Shared Flavors , Shared Memories
From Döner to Taco: A Structure in Motion

A rotating spit, repeated across continents. From döner to shawarma to taco al pastor, one cooking method reveals a history of migration.

Döner kebap made to order, prepared at the window for a quick bite to go. Photo by the author

Everywhere I travel in Europe, I see döner kebap stands. Near train stations, along busy streets, in quiet neighborhoods. Often the only place still serving food after everything else has closed. The interaction is simple: walk up to a window, place your order, leave with something warm and portable.

Behind the glass, a vertical spit of meat rotates slowly beside a heat source. The worker shaves slices as customers come and go. The space is compact, functional, designed for continuous service. It becomes a familiar presence, repeated across cities and borders.

At some point, I noticed another name for what looked like the same food: shawarma. The same spit, the same rotating stack, the same shaving motion. It looked so similar that I wondered what the difference actually was. Was it a different dish, or just a different name?

The similarity wasn't coincidence. The method originated in the Ottoman Empire and spread across its territories. Over time, the preparation adapted to local tastes and languages. The structure remained. The cultural context shifted.

Then, during a trip to Mexico, I sat at a small neighborhood taquería with Mexican friends — a place I would never have found on my own. People constantly moved in and out. We sat at a counter facing the center, where the owner carved directly from a vertical spit and assembled each taco in one steady motion.

I recognized the spit immediately.

The setup was nothing like the Tex-Mex tacos I knew in the United States. No elaborate toppings, no overloaded plates. Each serving arrived simply: shaved meat on two small tortillas. On the table sat two large bowls of salsa, shared among customers — one green, one orange. You added it yourself. The green one was sharply spicy, despite its mild appearance.

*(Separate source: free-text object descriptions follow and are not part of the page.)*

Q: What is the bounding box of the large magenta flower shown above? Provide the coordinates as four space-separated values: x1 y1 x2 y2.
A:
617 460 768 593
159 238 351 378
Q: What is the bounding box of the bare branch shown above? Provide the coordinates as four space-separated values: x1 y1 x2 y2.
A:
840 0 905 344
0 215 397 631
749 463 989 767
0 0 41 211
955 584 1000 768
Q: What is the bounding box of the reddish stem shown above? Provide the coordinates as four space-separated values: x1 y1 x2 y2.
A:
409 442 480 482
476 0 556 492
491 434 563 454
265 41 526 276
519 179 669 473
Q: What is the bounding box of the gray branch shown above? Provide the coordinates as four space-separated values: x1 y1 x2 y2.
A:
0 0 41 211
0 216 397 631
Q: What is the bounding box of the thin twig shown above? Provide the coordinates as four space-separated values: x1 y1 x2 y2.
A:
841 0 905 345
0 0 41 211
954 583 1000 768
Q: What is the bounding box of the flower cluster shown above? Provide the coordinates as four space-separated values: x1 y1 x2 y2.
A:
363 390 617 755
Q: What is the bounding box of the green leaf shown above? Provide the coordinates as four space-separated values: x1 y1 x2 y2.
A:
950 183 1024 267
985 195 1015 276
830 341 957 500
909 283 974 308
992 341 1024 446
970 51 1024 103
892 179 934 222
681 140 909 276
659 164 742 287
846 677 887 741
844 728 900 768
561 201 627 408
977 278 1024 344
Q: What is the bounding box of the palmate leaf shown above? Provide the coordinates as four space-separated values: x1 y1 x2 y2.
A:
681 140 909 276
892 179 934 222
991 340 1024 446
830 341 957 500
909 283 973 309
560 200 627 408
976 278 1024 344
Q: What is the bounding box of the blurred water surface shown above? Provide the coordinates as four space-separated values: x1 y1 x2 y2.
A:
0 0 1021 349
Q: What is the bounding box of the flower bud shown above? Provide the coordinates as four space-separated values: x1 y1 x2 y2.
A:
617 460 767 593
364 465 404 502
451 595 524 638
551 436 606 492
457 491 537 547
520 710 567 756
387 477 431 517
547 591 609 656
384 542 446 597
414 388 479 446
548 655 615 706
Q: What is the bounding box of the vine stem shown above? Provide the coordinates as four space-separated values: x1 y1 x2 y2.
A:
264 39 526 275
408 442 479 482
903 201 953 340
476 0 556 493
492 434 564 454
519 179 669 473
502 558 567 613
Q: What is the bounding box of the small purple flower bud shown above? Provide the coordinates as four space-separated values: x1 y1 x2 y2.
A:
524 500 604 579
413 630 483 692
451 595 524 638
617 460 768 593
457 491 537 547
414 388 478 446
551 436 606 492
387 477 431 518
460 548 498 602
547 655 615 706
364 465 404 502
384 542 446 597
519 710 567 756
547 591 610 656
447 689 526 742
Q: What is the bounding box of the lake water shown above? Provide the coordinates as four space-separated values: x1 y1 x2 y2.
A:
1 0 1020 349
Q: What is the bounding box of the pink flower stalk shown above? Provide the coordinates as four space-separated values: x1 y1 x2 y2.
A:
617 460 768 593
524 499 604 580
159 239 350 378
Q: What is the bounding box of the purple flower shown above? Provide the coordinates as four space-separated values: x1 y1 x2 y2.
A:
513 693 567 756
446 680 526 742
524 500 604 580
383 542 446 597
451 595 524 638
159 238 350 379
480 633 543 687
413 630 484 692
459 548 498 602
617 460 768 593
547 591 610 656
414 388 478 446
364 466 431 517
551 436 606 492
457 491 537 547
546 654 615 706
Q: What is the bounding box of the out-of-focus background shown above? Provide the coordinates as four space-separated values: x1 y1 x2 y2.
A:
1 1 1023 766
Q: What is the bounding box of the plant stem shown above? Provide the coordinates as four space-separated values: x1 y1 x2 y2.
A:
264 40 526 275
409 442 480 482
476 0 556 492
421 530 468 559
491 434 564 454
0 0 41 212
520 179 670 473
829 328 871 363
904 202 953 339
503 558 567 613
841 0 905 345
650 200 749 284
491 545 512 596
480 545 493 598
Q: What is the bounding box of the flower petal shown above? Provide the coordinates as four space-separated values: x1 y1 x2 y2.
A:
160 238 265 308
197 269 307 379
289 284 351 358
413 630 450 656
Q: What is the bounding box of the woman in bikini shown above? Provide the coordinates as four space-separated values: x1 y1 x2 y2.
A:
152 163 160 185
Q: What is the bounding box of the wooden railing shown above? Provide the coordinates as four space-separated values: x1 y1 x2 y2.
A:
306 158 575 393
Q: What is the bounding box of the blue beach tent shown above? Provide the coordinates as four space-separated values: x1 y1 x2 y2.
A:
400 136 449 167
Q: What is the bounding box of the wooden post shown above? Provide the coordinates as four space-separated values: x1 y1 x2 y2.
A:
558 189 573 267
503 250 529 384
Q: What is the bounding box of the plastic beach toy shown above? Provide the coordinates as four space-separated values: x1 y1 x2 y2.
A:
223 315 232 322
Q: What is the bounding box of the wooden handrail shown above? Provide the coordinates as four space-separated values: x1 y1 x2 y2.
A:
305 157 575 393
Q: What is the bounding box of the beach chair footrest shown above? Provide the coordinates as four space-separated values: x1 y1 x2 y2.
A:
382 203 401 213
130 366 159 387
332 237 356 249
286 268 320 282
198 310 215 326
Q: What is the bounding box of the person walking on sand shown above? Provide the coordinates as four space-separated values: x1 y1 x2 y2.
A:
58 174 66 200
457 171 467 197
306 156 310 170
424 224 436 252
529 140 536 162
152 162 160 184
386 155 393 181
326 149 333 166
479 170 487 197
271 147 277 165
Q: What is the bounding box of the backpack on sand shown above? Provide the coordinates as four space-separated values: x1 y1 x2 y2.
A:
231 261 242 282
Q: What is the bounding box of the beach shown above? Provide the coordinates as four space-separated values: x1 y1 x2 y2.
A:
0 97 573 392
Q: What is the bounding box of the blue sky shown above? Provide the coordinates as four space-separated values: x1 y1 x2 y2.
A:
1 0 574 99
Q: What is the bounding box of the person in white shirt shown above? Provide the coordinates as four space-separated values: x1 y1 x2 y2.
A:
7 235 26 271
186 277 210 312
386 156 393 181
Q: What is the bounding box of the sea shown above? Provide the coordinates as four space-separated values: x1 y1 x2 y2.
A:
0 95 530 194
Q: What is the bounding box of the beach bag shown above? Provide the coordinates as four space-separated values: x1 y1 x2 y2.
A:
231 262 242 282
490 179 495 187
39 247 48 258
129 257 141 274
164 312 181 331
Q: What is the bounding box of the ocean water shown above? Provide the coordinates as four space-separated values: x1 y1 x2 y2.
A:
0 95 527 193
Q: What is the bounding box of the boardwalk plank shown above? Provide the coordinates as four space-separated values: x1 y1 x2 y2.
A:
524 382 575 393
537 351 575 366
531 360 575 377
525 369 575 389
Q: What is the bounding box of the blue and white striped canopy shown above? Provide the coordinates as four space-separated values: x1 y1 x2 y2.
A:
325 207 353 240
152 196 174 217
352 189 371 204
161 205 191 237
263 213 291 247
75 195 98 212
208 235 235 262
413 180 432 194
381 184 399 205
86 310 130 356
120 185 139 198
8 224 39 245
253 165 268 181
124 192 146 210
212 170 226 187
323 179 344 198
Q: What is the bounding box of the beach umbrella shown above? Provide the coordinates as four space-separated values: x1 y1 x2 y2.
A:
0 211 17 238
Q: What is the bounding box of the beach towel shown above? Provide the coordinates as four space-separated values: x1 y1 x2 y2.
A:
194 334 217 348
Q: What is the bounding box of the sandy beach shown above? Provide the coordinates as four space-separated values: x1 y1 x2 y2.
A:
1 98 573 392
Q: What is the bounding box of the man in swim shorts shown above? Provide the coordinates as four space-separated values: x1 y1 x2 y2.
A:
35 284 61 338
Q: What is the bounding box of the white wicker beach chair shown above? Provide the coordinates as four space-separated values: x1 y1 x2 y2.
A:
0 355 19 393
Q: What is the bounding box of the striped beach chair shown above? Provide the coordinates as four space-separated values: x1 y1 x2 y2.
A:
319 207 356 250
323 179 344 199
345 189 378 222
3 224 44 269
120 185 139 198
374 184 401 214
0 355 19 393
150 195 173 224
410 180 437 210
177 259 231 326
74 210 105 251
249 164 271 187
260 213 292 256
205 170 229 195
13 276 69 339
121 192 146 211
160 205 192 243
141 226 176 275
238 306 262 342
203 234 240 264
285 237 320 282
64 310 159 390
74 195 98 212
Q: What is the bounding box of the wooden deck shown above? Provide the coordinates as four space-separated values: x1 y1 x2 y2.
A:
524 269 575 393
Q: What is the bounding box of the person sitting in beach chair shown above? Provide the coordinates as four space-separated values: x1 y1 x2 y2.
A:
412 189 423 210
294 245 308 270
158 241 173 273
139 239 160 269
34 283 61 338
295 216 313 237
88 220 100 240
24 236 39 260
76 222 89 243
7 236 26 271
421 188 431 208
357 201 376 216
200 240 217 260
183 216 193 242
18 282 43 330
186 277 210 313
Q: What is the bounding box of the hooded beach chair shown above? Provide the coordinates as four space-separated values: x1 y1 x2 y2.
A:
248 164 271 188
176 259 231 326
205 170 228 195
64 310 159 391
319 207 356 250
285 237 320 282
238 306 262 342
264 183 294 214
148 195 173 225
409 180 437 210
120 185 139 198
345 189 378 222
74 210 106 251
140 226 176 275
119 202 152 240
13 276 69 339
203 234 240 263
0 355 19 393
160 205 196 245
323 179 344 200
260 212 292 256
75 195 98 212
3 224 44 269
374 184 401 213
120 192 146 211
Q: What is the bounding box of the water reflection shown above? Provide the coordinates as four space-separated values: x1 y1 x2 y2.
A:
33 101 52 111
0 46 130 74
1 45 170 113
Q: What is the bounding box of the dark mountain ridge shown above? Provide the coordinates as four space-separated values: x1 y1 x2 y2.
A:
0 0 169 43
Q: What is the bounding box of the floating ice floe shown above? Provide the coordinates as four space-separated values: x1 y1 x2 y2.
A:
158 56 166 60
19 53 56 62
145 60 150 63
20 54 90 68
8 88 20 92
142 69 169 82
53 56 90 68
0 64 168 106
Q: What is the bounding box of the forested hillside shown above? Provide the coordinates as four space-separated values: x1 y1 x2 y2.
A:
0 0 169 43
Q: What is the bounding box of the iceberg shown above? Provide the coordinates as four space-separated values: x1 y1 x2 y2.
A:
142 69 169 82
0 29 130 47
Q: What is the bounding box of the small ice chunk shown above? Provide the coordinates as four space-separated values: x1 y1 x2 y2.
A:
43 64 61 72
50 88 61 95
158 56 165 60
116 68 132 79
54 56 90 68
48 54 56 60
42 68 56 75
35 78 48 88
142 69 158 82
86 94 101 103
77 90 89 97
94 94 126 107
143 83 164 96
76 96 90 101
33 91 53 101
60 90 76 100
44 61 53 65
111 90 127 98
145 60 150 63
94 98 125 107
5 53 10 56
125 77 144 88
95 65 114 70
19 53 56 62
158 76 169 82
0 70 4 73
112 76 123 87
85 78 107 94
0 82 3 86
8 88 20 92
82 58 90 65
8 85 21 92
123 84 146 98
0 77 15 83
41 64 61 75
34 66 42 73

These were tacos al pastor. The name means "in the style of the shepherd" — a quiet reference to its lamb-based origin. Because this food didn't start as Mexican.

Immigrants from the Ottoman Empire brought the technique to Mexico. At first, it was lamb on pita bread, known locally as tacos árabes. In the 1960s, the Mexican-born children of those immigrants began adapting it. Lamb gave way to pork. Dried chilies, achiote, and local spices replaced earlier seasonings. The meat was stacked on the same upright spit, often crowned with onion and pineapple, then shaved onto small tortillas with cilantro and onions.

When I mentioned this to a Mexican friend, he didn't take it well. He had always thought of taco al pastor as proudly, purely Mexican. When I explained the connection to Middle Eastern migration, he shook his head slowly.

"Nooooooooh."

He looked almost disappointed, as if I'd taken something from him. I understood. Finding out that something you thought was yours has roots somewhere else can feel like losing a small piece of it. But I've learned, through kimchi and gimbap and all the dishes I've carried across borders, that nothing is ever purely one place's. The traveling is what makes it real.

Once I noticed it, the resemblance was impossible to ignore. If taco al pastor came from shawarma, and shawarma from döner kebap, then the same cooking system had traveled across continents — from the Ottoman Empire to the Arab world to Mexico. What I had assumed was a common European street food was part of a much longer story.

In Germany, especially Berlin, Turkish migrants reshaped döner kebap into a sandwich suited to urban European life. Serving the meat inside bread made it portable. Vegetables and sauces reflected local tastes. Over time, it became one of the most beloved street foods in the country.

The vertical spit remained constant. Everything around it changed.

What once looked like a simple late-night meal now reads differently. The rotating spit carries a history of empire, migration, and adaptation — visible in plain sight, turning slowly behind glass.